First, people need to be involved early on. Rather than wait until a decision has been made and be asked to rubber stamp it, the public should be involved at the stage where a problem has been identified and should be engaged in trying to develop a solution. Second, the views of clinicians should be given considerable weight and public exposure. Where people can see that changes are being made because clinicians believe it will deliver a better quality of service, rather than simply because of the latest financial crisis, they are far more likely to buy in to those changes. Clinicians do have a credibility with the public to which managers - and politicians - can only aspire. I know of one former Health Secretary who would happily go on Newsnight at the drop of a hat to debate issues with fellow politicians but who had a policy of never going on if he was opposite a man in a white coat!

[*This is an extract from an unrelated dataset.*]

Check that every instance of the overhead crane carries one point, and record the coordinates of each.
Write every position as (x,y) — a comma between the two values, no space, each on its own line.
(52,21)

Not only do the public need to be engaged early and genuinely, but their elected representatives also need to have a key role. One of the things that makes the public feel most enraged and impotent about NHS reform at present is that if they disagree with a decision they have no control over the people who make that decision. The only elected person to whom the decision-makers are ultimately responsible is the Secretary of State. It makes a complete farce of local democracy when councillors who scrutinise local health decisions can only get a decision over-turned by begging the Secretary of State to refer the decision to a quango - the Independent Reconfiguration Panel.

The exact way in which local democracy should interact with the NHS is a subject on which the Liberal Democrats are currently consulting - and on which I would value your views. We are just in the process of establishing a year-long health policy working group, to be chaired by my colleague in the House of Lords, Baroness Julia Neuberger, which will review our whole approach to health policy. One of the key issues for that working group to discuss will be how you can give local people real ownership of their NHS, through a system of proper local democratic accountability, whilst retaining the ability of the NHS to make difficult decisions in the interests of health care delivery of healthcare.

The third key strand of the evolution that the Liberal Democrats want to see is much closer working between primary care and social services. I very much welcome the fact that the new structure of PCTs now means that roughly two in three are co-terminous with local social services authorities and I believe that those structures must now be given time to settle down and start building new partnerships. In the interests of avoiding yet more turmoil, I won't advocate here and now the complete merging of primary care and local authority social services budgets, but again, that does seem to me to be a direction in which we ought to be travelling. Much progress has been made in joint working in recent years, but there are still too many artificial distinctions between health and social care and too much shifting of people from one budget to another when it is not necessarily in their best interests.

These then are the three key features of the direction of evolution that the Liberal Democrats would like to see - steady decentralisation of decision-making, greater local democratic accountability and a progressive removal of the barriers between health and social care.

Together, these strands would produce an NHS which would be more responsive to local needs, more innovative and creative, and more able to meet the needs of the whole person to whom care was being provided.

A great deal of good work is currently going on in the NHS and there is much that can be built upon. But those who run the NHS need to know the direction in which the NHS is going, and that direction needs to be settled - not changing by the week.

Far from speeding up the pace of NHS reform to deliver the Prime Minister a legacy before he goes, the Government should be slowing the pace of change, giving front line people on the frontline in the NHS the time to adjust to the new environment in which they find themselves. The NHS should not be set in stone. But it must be set a clear and consistent direction of travel and must be given time and space in which to evolve in that direction. The era of permanent revolution must end.